'Intelligent discontent is the mainspring of civilization.' -- Eugene V. Debs

Thursday, May 17, 2007

Benedict: The Pope of Mendacity 

Like most religions, the Catholic Church has an ambivalent relationship with its history. Some priests and parishoners have faith precisely because of the Church's failings, because they see themselves, their personal inadequacies and their attempts to overcome them writ large within the Church itself, while others consider faith so fragile that it is necessary to deliberately falsify the Church's past to create a sanitized image that does not unduly trouble the masses.

Unfortunately, it is becoming quite obvious that Pope Benedict XVI falls within the latter category. Last September, as described here, Benedict absurdly suggested, quite deliberately, that Catholicism, unlike Islam, has not relied upon violence and forced confessions to propagate the faith. He was engaged in the sinister enterprise of scapegoating Islam for the conduct of his Church, aligning himself with a neoconservative vision of the world. He was rightly condemned for it, and found himself subjected to the humiliation of having to apologize for his remarks several times.

Given that Benedict taught as a professor at three prominent German universities in the 1960s and 1970s, it strains credulity to believe that he is unaware of the Church's history of violence in Europe and the Middle East during medieval times. We would have to believe that, despite such an education, he remains ignorant of episodes like the forced conversion and expulsion of Muslims from Spain in the late 15th and early 16th centuries in order to assert that he is currently expressing such views sincerely.

Last week, Benedict traveled to South America, where he made a number of public appearances in Brazil. Again, as with his remarks about Islam, he revealed that he is especially troubled by the Church's history of violence and exploitation, and perceives an urgency about falsifying the record for the preservation of the faith. In this instance, the subject was, quite predictably, the Church's atrocious treatment of the continent's indigeneous people.

Here is Benedict's perspective:

Yet what did the acceptance of the Christian faith mean for the nations of Latin America and the Caribbean? For them, it meant knowing and welcoming Christ, the unknown God whom their ancestors were seeking, without realizing it, in their rich religious traditions. Christ is the Saviour for whom they were silently longing.
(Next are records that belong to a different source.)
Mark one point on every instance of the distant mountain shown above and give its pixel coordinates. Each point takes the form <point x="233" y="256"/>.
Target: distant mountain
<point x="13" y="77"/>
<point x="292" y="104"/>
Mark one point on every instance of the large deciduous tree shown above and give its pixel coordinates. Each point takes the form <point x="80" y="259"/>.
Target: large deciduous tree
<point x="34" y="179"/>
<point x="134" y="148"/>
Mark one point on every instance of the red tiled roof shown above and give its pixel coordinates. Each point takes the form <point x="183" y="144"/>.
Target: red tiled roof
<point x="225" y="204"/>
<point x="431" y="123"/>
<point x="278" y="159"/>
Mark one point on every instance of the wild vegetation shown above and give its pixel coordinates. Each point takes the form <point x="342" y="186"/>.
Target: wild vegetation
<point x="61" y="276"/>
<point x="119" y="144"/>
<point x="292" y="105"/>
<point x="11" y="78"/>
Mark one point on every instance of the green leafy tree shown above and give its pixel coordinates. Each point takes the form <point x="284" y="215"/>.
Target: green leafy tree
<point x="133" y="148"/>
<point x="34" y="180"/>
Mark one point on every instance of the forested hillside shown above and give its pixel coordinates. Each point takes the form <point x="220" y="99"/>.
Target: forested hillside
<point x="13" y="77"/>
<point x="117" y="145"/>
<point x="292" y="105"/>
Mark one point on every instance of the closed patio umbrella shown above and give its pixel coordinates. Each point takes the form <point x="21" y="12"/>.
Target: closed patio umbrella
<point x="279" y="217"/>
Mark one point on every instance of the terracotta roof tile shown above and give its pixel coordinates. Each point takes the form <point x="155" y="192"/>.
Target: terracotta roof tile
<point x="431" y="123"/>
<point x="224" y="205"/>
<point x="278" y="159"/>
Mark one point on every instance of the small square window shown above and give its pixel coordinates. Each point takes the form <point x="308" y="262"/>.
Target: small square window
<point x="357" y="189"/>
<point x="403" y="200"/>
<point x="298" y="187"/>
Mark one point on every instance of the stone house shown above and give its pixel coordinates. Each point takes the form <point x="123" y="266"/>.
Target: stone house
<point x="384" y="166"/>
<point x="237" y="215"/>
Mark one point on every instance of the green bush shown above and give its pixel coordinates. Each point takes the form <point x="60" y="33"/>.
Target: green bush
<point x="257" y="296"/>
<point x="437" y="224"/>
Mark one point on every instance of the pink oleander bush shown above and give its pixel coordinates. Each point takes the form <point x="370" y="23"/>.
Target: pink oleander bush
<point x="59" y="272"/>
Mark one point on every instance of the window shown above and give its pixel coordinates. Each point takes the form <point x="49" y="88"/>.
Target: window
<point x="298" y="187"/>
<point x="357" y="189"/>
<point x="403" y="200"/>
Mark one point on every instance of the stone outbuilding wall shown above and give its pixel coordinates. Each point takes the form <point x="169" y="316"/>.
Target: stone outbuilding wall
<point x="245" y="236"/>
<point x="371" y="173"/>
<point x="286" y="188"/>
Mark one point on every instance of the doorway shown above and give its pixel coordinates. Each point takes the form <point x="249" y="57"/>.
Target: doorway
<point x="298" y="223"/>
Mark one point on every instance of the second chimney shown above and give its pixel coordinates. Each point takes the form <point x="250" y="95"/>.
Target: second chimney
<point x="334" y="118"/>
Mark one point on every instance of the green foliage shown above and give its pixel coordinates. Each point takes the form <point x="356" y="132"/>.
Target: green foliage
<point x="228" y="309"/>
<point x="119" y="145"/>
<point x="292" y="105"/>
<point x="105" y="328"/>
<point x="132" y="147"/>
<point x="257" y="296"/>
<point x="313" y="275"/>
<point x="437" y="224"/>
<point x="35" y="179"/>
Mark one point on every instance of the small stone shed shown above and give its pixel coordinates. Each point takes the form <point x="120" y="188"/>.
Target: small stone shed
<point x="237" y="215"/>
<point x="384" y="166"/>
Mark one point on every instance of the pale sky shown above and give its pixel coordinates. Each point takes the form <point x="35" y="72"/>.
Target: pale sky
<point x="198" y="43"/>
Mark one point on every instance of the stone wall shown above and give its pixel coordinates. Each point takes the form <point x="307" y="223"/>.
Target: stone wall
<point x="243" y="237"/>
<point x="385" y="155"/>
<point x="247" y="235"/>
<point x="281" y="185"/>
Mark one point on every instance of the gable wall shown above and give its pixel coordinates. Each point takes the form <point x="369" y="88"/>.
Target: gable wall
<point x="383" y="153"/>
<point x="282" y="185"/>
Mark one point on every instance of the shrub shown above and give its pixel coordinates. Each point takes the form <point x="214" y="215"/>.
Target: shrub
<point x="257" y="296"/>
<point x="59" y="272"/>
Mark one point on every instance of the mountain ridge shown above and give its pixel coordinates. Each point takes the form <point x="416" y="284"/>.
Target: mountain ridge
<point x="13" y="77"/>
It also meant that they received, in the waters of Baptism, the divine life that made them children of God by adoption; moreover, they received the Holy Spirit who came to make their cultures fruitful, purifying them and developing the numerous seeds that the incarnate Word had planted in them, thereby guiding them along the paths of the Gospel. In effect, the proclamation of Jesus and of his Gospel did not at any point involve an alienation of the pre-Columbian cultures, nor was it the imposition of a foreign culture. Authentic cultures are not closed in upon themselves, nor are they set in stone at a particular point in history, but they are open, or better still, they are seeking an encounter with other cultures, hoping to reach universality through encounter and dialogue with other ways of life and with elements that can lead to a new synthesis, in which the diversity of expressions is always respected as well as the diversity of their particular cultural embodiment.

Is it really necessary, at this point, to document the atrocities perpetrated in the Americas by the Spanish, the Portuguese and the Church since the time of Columbus, Cortez, De Soto and Pizarro? If so, go here for one example, or consider Benjamin Dangl's description of the the looting of the mineral wealth of Potosi in Bolivia by the Spanish in his recent book, The Price of Fire, wealth obtained through the mining of silver by slave labor, wealth that the Church gratefully received to build numerous ornate churches there among the impoverished.

In effect, Benedict has pulled back the curtain, and exposed the Eurocentrism at the heart of his Catholic vision. The indigenous peoples of the world should be grateful to have been brought along the paths of the Gospel, no matter how ruthlessly it was achieved, and, indeed, in order to aspire to the privilege they must suppress their own experience through a sort of collective amnesia. Accordingly, it is no surprise to discover that Benedict invoked an illusory narrative of benign Catholic modernization in the Americas to confront another Eurocentric social philosophy, Marxism. One gets the impression that, for Benedict, indigenous culture is an inpenetrable void.

Benedict's willingness to blithely erase the suffering of the indigenous peoples of the Americas from the historical record raises troubling questions in light of his own personal background. In 1943, at the age of 14, he joined the Hitler Youth, although, the BBC reassures us, he was not an enthusiastic member.

Even if we take this at face value, one wonders, did his youthful willingness to participate in the rituals of Nazism suggest an indifference to mass brutality when it was directed towards non-Christians? Did he perceive the Jews of Germany, like the indigenous peoples of the Americas, as outside the faith, and therefore, at the mercy of vicious historical processes beyond the protection of the Christian God? Did he, and does he, and one hesitates to say something so horrible, believe that the catastrophes that befell the Jews of Europe and the indigenous people of the Americas was partially the result of their persistence in rejecting the gospel?